Thursday, June 29, 2006
(9:05 AM) | Brad:
In Absentia
So, I graduated in absentia today. Right around this moment several of the closest friends I've ever had are sitting in a gorgeous auditorium at Glasgow University, one I've only been inside once, when I was paying my first-year fees, but I still vividly remember feeling boom of my echoing footsteps in my chest, which was matched only by the head-swelling pride of studying at a university with such a gorgeous main building. They are sitting there, perhaps bored, waiting to hear their name spoken, their hand shaken, and their degree received. They are sitting there, and I am not.I didn't expect this to bug me as much as it clearly is. When I left Glasgow nearly two years ago -- Christ, has it been so long?! -- I hadn't even given graduation a thought. This is partly because graduations have never been a big deal for me; and partly because I still had a lot of work that needed to be done before I could even submit. But, in my heart of hearts, I kind of knew that graduating with my friends was only a very dim possibility. And at the time this didn't bother me.
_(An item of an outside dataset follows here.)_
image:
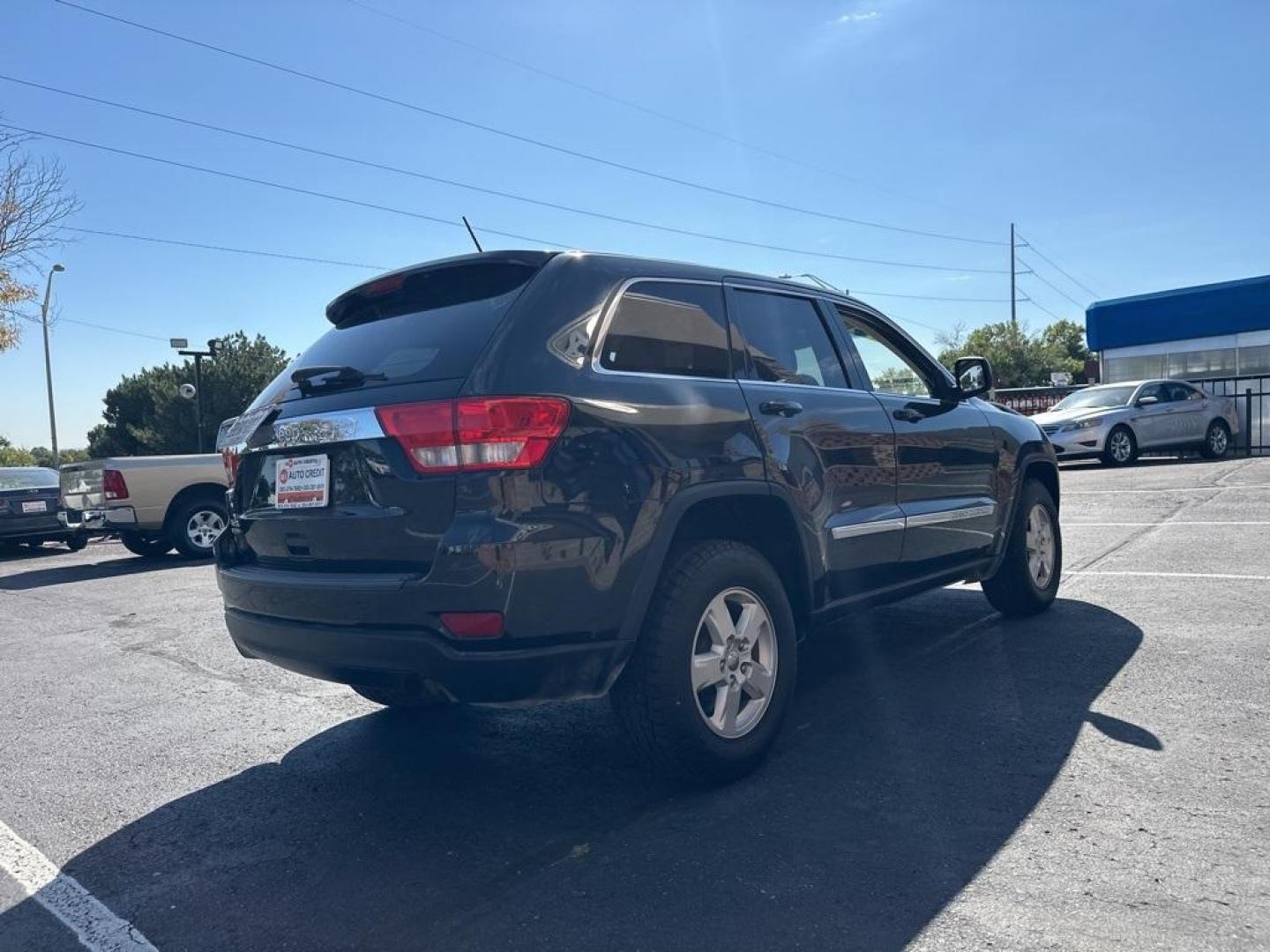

But, wouldn't you know it, it does. Horribly so, in fact. Ever since paying my graduation fee in absentia -- I still owe a friend back in Scotland fifty quid for that -- receiving the official notice that I'd passed -- in a boring form letter -- I've had this distinct feeling that finishing the PhD had been decidedly anticlimactic. (It didn't help, mind, that my examiners told me at the beginning of the viva that I'd passed, and that the rest was just a formality they were required to go through.) I suppose this is the reason for desperately wanting to be in that auditorium this afternoon, bored out of my mind, but also remembering those echoes and that pride, and perhaps hearing and feeling it all again, mine & that of my friends & all the other Arts Faculty doctoral students in the class of 2006, and maybe even getting a wee bit emotional about it. Or, maybe I'm desperate for a double of whisky at my favorite whisky bar, where I proposed to K. and had more than my share of conversations about things like Dasein during moments of intoxication that rendered my English as broken as my German.
Either way, congratulations, Ladies & Lads.